The guidelines include more than a dozen items to be considered, including enrollments and academic programs, tuition, faculty and staff salary increases, financial aid, development, the new SIS building, endowment, student services, and new revenue. An important component of the new budget will be aligning new action items being developed with the goals of the new strategic plan that was approved by the Board of Trustees at its November meeting.
The budget outline also noted that that “a high degree of uncertainty and recent developments in financial markets will undoubtedly affect university operations over the next two years.”
Myers and Bass said that 95 percent of the university’s budget is tuition dependent and that enrollment is AU’s top priority.
“We have safeguards in place and hopefully they will serve us well as we go into this period of uncertainty,” Myers told the full room of faculty, staff, and student leaders at the town hall meeting. He added that it is still important to do some modeling for possible options that the university might need to consider, depending on economic developments.
Addressing market turmoil
Colleges and universities across the nation are struggling with decreasing endowments and unexpectedly higher debt costs as a result of the ongoing financial market turmoil.
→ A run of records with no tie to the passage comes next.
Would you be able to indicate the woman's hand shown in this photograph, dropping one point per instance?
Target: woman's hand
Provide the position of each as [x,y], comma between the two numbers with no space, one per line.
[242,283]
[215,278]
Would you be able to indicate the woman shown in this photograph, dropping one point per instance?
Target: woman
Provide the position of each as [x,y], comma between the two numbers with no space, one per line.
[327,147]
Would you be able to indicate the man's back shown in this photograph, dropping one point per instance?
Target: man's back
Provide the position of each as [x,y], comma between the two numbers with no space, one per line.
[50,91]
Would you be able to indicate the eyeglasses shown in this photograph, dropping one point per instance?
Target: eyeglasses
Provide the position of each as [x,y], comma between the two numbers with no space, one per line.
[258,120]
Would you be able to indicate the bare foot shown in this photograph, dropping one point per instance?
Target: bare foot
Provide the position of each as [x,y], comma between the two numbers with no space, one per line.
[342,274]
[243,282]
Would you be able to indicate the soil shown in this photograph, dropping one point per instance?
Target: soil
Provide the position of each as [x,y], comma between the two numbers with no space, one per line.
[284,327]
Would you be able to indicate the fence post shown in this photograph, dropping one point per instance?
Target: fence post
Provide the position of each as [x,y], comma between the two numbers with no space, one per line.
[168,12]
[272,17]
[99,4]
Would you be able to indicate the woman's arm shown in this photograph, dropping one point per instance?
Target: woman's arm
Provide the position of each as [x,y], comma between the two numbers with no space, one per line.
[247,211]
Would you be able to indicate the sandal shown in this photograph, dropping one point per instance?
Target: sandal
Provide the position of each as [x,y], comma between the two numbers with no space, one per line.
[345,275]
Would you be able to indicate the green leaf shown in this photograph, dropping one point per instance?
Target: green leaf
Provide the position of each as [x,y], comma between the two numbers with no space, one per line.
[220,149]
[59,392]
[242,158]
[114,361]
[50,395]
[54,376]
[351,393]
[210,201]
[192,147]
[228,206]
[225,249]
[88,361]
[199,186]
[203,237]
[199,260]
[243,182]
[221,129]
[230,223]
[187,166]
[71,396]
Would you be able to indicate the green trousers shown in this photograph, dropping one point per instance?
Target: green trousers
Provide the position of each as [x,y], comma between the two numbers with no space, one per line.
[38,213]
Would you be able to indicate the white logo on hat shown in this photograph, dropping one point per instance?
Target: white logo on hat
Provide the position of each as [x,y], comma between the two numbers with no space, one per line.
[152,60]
AU’s financial operations, which do not depend on its endowment, have proceeded without disruption to date, due in part to a full restructuring of its more than $200 million tax-exempt bond portfolio.
Sensing deteriorating conditions in the credit markets at the end of last year, Myers and his team launched an overhaul of outstanding debt in an effort to reduce market exposure.
“We’ve been working diligently to stay ahead of credit-market deterioration by acting quickly to restructure our debt since December of last year,” said Myers. “We’ve now restructured $200 million, or 90 percent of our tax-exempt bond portfolio. We believe we’ve taken the right steps as market conditions have forced us to deal with challenges never before experienced in my 28 years as CFO.”
To reduce the university’s exposure in the volatile municipal bond markets, Myers’s team made the following adjustments:
- Converted $137 million of AU auction-rate bonds (a market that had frozen-up on fears of lack of liquidity) into variable-rate demand bonds to avoid continued higher interest rate costs and the risk of failed auctions. During the conversion process, the university participated in the twice-weekly auctions for its own bonds, significantly reducing bond interest rates and saving approximately $1.2 million in additional interest costs.
- Refunded the Series 1985 bonds issued with AMBAC Assurance Corp insurance, which experienced a deteriorating credit rating. This also required several months of negotiations with both AMBAC and Bank of America to redo the related interest rate swaps.
- Replaced Lehman Brothers as a remarketing agent for the 1985 bonds shortly before Lehman filed for bankruptcy.
- Secured $200 million in a AAA rated Bank of America letter of credit backing to replace bond insurers, whose credit ratings were significantly downgraded.
In a memorandum to the campus community last month, President Neil Kerwin said he was confident that if further financial challenges arise, the university “will be able to respond without compromising our education mission.”
According to a recent Bloomberg News report, the Massachusetts Institute of Technology said it will trim spending as much as 15 percent over the next three years as it plans for “a protracted period of financial constraint.” The article also noted that Dartmouth College said in November it would cut up to 10 percent, or $40 million, from its budget, and that Stanford University said it would shed 12 percent, or $96 million. The Boston Globe cited Boston College president, Rev. William Leahy, as calling for a university-wide 2 percent budget cut in anticipation of increased requests for tuition assistance.
For a tuition-dependent university like AU and thousands of other midsize, private institutions of higher learning, enrollment numbers will be closely followed, as families are coming to terms with the impact of lower home equity values, lower values of 529 college savings plans, and scarcer college loan options.
AU, which has seen its endowment decline 26 percent this fiscal year to $303 million due to the unprecedented worldwide market conditions, is closely monitoring all fronts on the financial landscape, Myers said.